Pouco depois Hicks apresentou-se
à polícia. Ao que consta, ele ainda não alegou um motivo para o ato. Segundo
depoimentos de familiares e da polícia, houve um desentendimento por causa de
vagas de estacionamento. Sua esposa, Karen, declarou que há muito Hicks discute
com os vizinhos pelas vagas no condomínio, e que o ocorrido nada teve a ver com
religião.
Mas religiões todas elas parecem
ter representado um papel no modo de pensar e agir de Hicks, ainda que um papel
negativo.
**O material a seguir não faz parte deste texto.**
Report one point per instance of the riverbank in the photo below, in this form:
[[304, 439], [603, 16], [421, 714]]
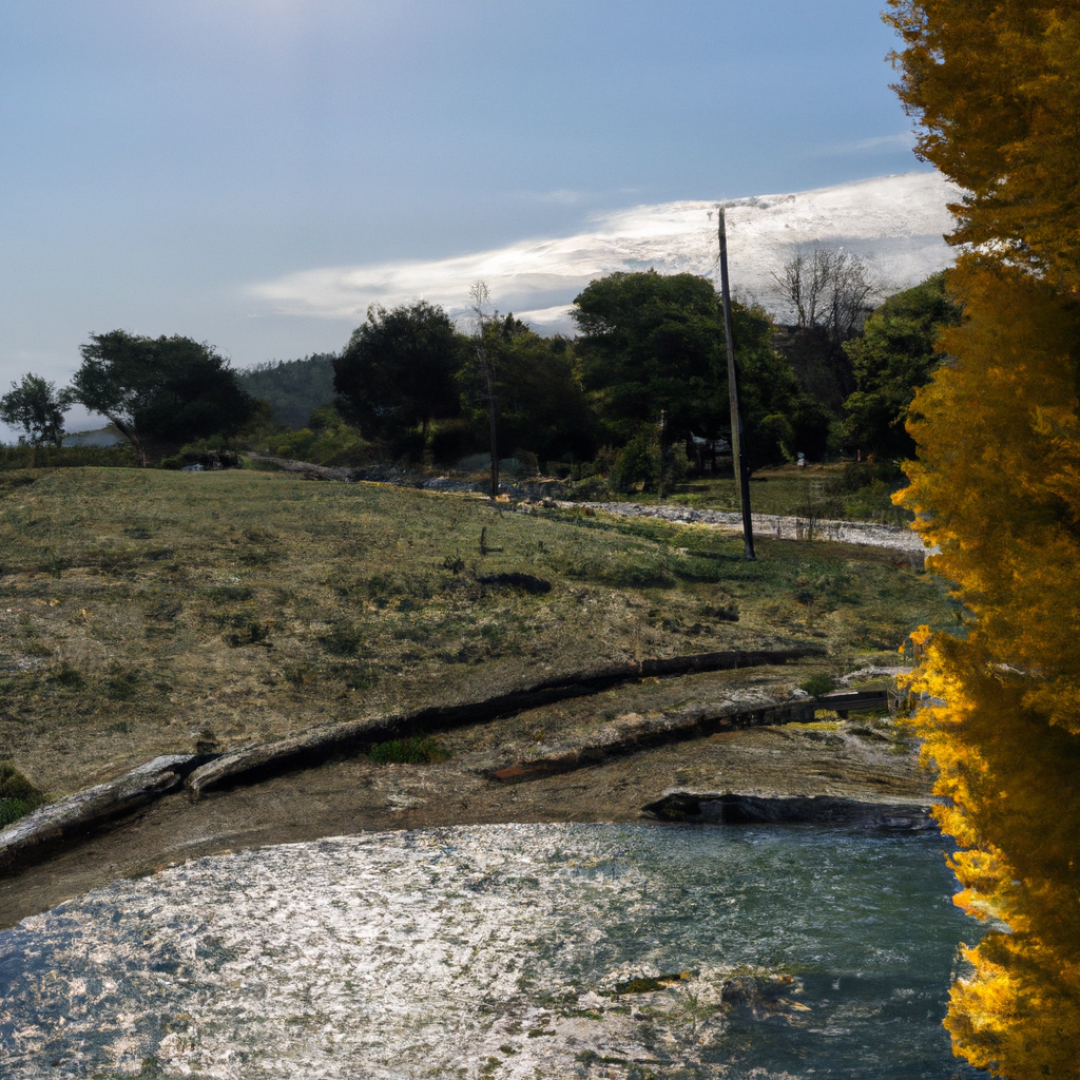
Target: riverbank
[[864, 758]]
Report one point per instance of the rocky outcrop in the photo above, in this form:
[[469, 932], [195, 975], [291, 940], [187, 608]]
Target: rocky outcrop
[[320, 744], [728, 808], [42, 832]]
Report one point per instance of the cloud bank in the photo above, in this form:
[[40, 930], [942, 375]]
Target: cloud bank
[[895, 224]]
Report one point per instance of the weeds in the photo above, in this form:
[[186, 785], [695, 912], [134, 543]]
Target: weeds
[[416, 750], [17, 795]]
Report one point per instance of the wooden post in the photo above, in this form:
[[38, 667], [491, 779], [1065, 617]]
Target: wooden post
[[738, 433], [485, 365], [663, 432]]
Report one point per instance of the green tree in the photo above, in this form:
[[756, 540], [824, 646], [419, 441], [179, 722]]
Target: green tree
[[397, 370], [161, 390], [38, 407], [293, 388], [542, 406], [650, 341], [891, 360]]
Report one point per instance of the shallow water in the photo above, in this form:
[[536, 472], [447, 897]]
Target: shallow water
[[497, 952]]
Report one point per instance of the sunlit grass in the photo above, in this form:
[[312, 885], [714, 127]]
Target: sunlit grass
[[140, 609]]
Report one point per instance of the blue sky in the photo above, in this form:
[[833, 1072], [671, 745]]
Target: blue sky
[[158, 160]]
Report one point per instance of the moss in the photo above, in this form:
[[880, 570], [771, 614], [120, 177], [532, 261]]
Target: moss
[[416, 750], [17, 795]]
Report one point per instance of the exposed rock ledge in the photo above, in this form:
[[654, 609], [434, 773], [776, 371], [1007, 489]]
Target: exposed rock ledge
[[53, 826], [728, 808]]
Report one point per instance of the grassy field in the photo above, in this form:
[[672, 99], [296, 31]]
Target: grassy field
[[145, 611]]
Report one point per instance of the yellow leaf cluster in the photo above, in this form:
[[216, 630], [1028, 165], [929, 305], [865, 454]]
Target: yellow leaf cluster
[[996, 86]]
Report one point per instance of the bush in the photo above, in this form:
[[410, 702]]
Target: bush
[[819, 685], [637, 464]]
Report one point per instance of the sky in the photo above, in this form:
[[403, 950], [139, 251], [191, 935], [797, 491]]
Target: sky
[[170, 167]]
No Facebook, ele afirmava que tanto muçulmanos quanto cristãos são
culpados pelos problemas no Oriente Médio, concluindo: "Só há uma solução:
ateísmo." A imagem em seu perfil de usuário é um revólver.
"Vidas muçulmanas
importam"
Para o Conselho das Relações
Islâmico-Americanas, o caso é claro: "Três muçulmanos foram assassinados
por serem muçulmanos." Também Aiman Mazyek, presidente do Conselho Central
dos Muçulmanos na Alemanha, reage com irritação, perguntando o que aconteceria
se o atirador fosse islamita. Segundo ele, ao apresentar os muçulmanos
sobretudo como agressores, a mídia só acirra ainda mais "o clima
anti-islâmico já existente", também na Alemanha.
Numerosos muçulmanos dos Estados
Unidos estão indignados não só pelo crime em si, mas também pelo fato de só na
quarta-feira a imprensa ter começado a noticiá-lo. E que, de início, os
veículos locais teriam ocultado a religião das vítimas.
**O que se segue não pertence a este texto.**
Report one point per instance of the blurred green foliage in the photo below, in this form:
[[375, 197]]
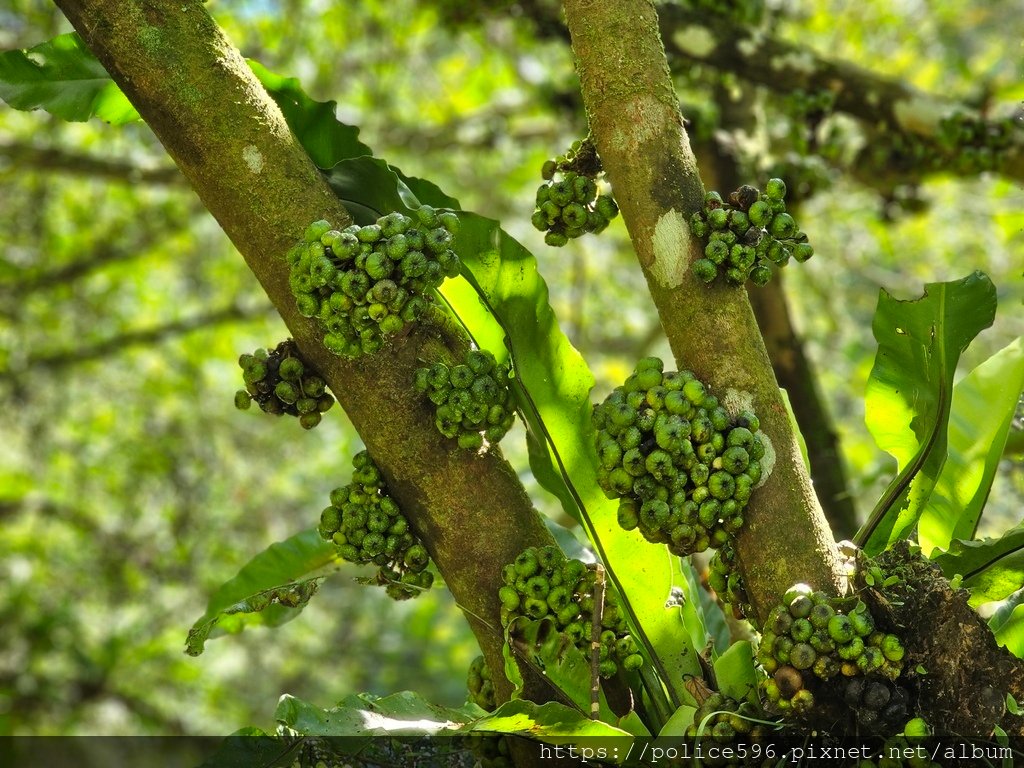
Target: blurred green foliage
[[130, 487]]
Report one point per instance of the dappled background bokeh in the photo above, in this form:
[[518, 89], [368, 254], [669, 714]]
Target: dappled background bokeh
[[131, 487]]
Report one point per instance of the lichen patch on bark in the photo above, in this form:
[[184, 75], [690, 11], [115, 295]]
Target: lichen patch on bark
[[253, 158], [735, 400], [921, 114], [696, 41], [767, 461], [672, 236]]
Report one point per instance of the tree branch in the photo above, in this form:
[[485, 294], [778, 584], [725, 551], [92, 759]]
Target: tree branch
[[908, 116], [230, 141], [785, 349], [635, 122]]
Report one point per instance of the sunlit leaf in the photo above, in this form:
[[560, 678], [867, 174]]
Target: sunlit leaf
[[508, 312], [555, 397], [403, 714], [1008, 624], [991, 568], [982, 409], [62, 78], [909, 390], [553, 723]]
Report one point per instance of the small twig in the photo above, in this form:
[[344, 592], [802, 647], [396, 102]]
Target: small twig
[[595, 643]]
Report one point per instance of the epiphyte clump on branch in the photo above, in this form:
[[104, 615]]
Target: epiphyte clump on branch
[[542, 582], [747, 235], [683, 467], [368, 526], [282, 382], [473, 401], [567, 204], [365, 284]]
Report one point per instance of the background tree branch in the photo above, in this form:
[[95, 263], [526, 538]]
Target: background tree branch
[[24, 155], [908, 116]]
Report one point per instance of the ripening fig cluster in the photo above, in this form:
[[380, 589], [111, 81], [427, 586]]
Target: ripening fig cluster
[[976, 144], [724, 578], [811, 638], [366, 283], [682, 466], [748, 233], [567, 204], [879, 705], [480, 685], [726, 722], [282, 382], [474, 403], [368, 526], [542, 582]]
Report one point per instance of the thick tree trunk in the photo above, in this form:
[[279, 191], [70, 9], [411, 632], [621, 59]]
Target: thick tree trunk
[[635, 121], [230, 141]]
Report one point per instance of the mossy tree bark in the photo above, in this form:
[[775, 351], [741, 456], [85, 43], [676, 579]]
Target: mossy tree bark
[[720, 168], [635, 122], [230, 141]]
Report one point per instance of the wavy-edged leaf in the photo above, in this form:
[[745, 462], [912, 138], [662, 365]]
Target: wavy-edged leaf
[[991, 568], [508, 307], [294, 596], [982, 410], [325, 138], [553, 723], [370, 187], [544, 647], [252, 748], [62, 77], [676, 725], [403, 714], [555, 399], [909, 390], [284, 572], [1008, 624]]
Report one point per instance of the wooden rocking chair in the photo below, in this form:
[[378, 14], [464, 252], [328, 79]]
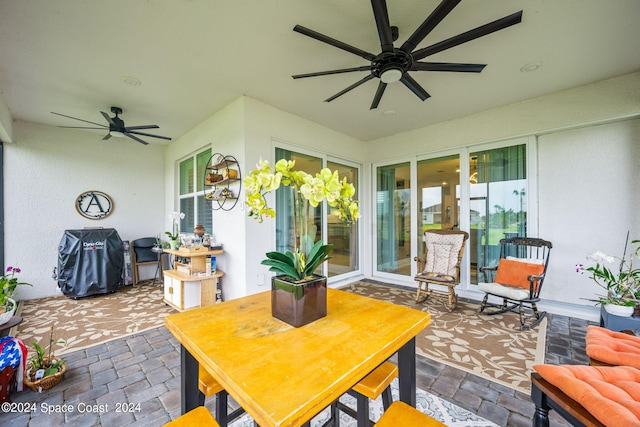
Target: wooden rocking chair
[[517, 279], [441, 265]]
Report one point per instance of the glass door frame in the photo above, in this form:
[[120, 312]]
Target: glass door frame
[[463, 153], [325, 230]]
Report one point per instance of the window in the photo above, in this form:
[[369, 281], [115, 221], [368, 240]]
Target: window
[[192, 202]]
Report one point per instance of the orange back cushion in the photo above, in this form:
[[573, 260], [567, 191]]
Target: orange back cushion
[[610, 393], [515, 273], [614, 348]]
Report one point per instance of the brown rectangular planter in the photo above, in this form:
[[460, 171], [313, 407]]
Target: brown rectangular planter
[[298, 303]]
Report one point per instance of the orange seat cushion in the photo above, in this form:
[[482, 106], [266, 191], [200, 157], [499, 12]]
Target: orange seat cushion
[[614, 348], [610, 393], [515, 273]]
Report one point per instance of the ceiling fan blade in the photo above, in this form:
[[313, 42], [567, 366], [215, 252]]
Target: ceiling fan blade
[[414, 87], [135, 138], [378, 96], [147, 134], [333, 42], [481, 31], [75, 118], [446, 66], [441, 12], [353, 86], [128, 128], [83, 127], [381, 15], [326, 73], [109, 119]]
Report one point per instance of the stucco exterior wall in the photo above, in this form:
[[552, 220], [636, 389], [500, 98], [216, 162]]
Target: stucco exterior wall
[[47, 168]]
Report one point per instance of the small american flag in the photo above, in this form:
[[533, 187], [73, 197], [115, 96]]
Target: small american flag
[[13, 353]]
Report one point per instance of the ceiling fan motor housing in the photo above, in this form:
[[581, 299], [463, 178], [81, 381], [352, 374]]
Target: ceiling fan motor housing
[[398, 60]]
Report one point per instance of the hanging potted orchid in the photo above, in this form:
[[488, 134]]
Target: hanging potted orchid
[[298, 294], [622, 285]]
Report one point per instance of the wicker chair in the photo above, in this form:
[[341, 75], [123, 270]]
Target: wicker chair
[[441, 265]]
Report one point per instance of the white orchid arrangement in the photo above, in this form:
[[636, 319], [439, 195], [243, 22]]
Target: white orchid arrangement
[[307, 190], [623, 287], [175, 218]]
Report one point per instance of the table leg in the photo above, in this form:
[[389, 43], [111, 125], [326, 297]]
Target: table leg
[[407, 372], [188, 381]]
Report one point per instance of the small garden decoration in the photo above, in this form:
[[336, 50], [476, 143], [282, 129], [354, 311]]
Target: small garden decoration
[[44, 369]]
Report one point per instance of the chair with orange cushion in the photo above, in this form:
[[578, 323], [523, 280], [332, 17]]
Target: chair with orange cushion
[[610, 348], [587, 395], [517, 279]]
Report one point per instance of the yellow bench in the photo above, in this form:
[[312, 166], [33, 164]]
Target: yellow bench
[[370, 387], [401, 414], [208, 386], [200, 417]]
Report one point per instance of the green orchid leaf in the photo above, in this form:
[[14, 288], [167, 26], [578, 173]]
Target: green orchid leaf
[[287, 257], [281, 268]]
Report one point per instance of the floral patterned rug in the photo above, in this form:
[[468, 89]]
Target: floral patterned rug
[[491, 347], [488, 346], [89, 321]]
Muitos veem nisso uma expressão
da discriminação e da dupla moral em relação aos muçulmanos. Sob os hashtags: #MuslimLivesMatter (Vidas muçulmanas importam) e #CallItTerrorism (Diga que é
terrorismo), essas pessoas dão vazão a sua ira no Twitter.
Dois pesos e duas medidas
Com grande amargor, boa parte dos
comentadores compara a magra e tardia repercussão do triplo assassinato de
Chapel Hill à reação da mídia e da política ocidentais aos atentados de
motivação fundamentalista contra o tabloide satírico parisiense Charlie Hebdo,
que publicara caricaturas de Maomé.
Em artigo no website da emissora
Al Jazeera, o professor Mohamad Elmasry, da Universidade do Norte do Alabama,
afirma estar claro que, consciente ou inconscientemente, os meios de
comunicação do Ocidente alimentam atitudes negativas em relação ao islã.
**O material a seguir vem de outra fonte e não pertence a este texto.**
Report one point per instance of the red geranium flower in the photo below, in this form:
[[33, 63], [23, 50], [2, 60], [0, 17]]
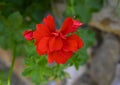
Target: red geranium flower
[[28, 34], [57, 43]]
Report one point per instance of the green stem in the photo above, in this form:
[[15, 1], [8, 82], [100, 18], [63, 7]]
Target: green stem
[[12, 65]]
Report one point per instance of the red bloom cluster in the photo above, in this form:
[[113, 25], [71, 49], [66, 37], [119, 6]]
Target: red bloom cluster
[[56, 43]]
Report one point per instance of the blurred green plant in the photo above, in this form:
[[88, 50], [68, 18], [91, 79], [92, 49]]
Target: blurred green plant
[[13, 23]]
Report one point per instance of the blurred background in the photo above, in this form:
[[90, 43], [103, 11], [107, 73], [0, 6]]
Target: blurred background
[[102, 26]]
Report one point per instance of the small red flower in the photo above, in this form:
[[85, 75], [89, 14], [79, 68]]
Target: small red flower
[[28, 34], [57, 43]]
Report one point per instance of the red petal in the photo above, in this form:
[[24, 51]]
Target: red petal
[[49, 21], [70, 25], [28, 34], [40, 32], [42, 46], [78, 40], [76, 25], [66, 27], [70, 45], [59, 57], [55, 43]]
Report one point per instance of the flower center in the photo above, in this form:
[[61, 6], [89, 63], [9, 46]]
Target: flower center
[[59, 34]]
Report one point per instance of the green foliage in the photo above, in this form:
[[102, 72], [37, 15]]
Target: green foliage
[[24, 14], [39, 69], [81, 57], [11, 29], [3, 77]]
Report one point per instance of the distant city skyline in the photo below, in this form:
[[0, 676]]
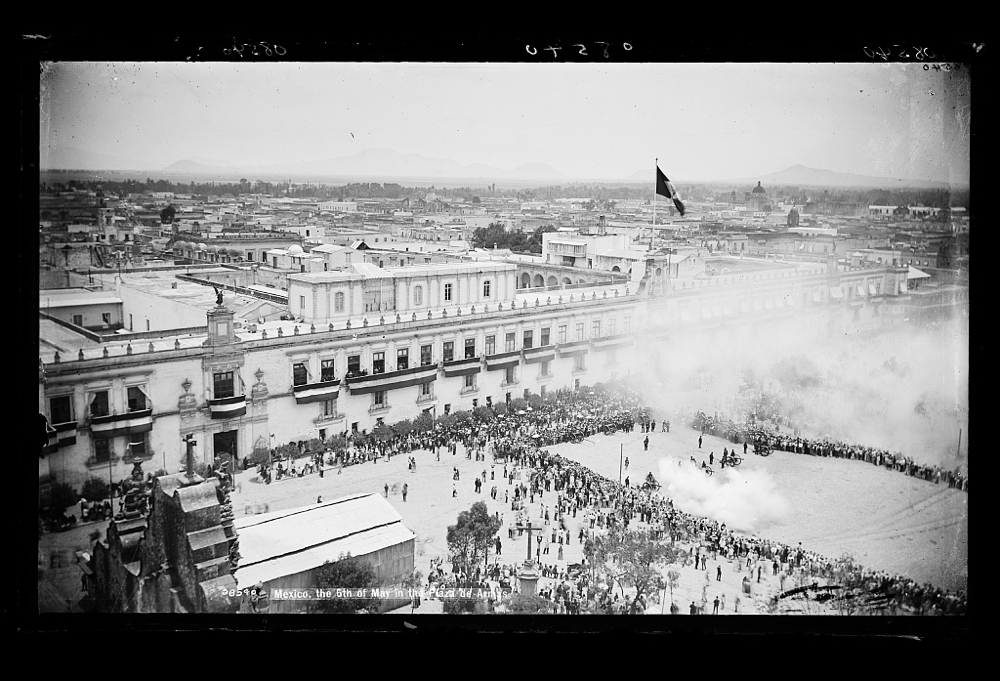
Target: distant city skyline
[[584, 121]]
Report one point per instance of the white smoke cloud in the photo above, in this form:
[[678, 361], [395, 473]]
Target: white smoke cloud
[[903, 389], [747, 501]]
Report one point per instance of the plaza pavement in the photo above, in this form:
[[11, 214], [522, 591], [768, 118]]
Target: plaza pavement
[[887, 520]]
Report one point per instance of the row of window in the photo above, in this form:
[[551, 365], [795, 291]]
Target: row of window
[[302, 376], [98, 404], [137, 445], [418, 296]]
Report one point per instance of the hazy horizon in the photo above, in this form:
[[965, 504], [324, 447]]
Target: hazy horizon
[[704, 122]]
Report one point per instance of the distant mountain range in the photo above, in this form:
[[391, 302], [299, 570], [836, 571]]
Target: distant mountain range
[[383, 164], [802, 176], [387, 165]]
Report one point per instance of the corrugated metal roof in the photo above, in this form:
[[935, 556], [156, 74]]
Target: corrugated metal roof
[[359, 544], [370, 271], [342, 525], [76, 299], [328, 248]]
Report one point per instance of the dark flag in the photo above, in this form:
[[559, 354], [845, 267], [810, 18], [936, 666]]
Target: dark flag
[[665, 188]]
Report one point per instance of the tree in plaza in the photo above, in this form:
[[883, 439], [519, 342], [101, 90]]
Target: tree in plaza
[[337, 442], [673, 579], [289, 451], [631, 557], [424, 422], [403, 428], [413, 581], [95, 489], [484, 414], [60, 497], [382, 432], [522, 604], [346, 572], [469, 540]]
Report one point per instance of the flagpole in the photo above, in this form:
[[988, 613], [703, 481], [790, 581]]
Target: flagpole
[[657, 164]]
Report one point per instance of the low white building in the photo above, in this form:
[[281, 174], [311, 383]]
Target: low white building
[[330, 297]]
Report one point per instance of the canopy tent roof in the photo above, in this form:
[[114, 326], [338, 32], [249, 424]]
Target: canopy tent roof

"Muçulmanos são apresentados
com frequência como violentos, atrasados, fundamentalistas e como ameaças à
civilização ocidental. Quando cristãos, judeus e outros não islâmicos são
mortos por muçulmanos, a religião é apontada como causa direta. No caso
inverso, contudo, a religião do assassino é minimizada ou ignorada."
Não combater fogo com fogo
As três vítimas de Chapel Hill
eram islamitas praticantes, sem que haja qualquer indicação de alguma forma de
extremismo. O marido era dentista formado, a esposa também pretendia começar em
breve o estudo de medicina odontológica. Ambos coletavam donativos para os
refugiados de guerra sírios na Turquia.
Para o prefeito de Chapel Hill,
Mark Kleinschmidt, o casal era um "exemplo da comunidade". O
jornalista Ethan Casey, do Huffington Post, enfatiza que, assim como a grande
maioria dos muçulmanos nos EUA, os três mortos desejavam ter uma vida
absolutamente normal.
"Infelizmente é bem
previsível que alguns muçulmanos vão querer tomar as coisas nas próprias mãos
assim como o suposto assassino de Chapel Hill, tragicamente confuso e
desorientado. Tenho medo disso. Mas tenho igualmente medo do contrário, de que
as comunidades muçulmanas por todos os Estados Unidos sejam aterrorizadas ao
ponto de se retraírem em seu temor."
Casey diz caber aos próprios
islamitas que lições vão tirar do incidente para suas próprias vidas. Eles só
não devem se submeter caso sintam que estão sendo discriminados. "Na
América, é você mesmo que deve se empenhar pela sua causa, ninguém vai fazer
isso no seu lugar."
Entretanto, pelo menos em seu
luto e indignação, os muçulmanos de Chapel Hill não estão sozinhos. Na noite da
quarta-feira cerca de 2 mil pessoas de todas as confissões se reuniram em
vigília no campus da universidade. Falando à multidão, o irmão do dentista
assassinado pediu contenção: "Não combatam o fogo com fogo."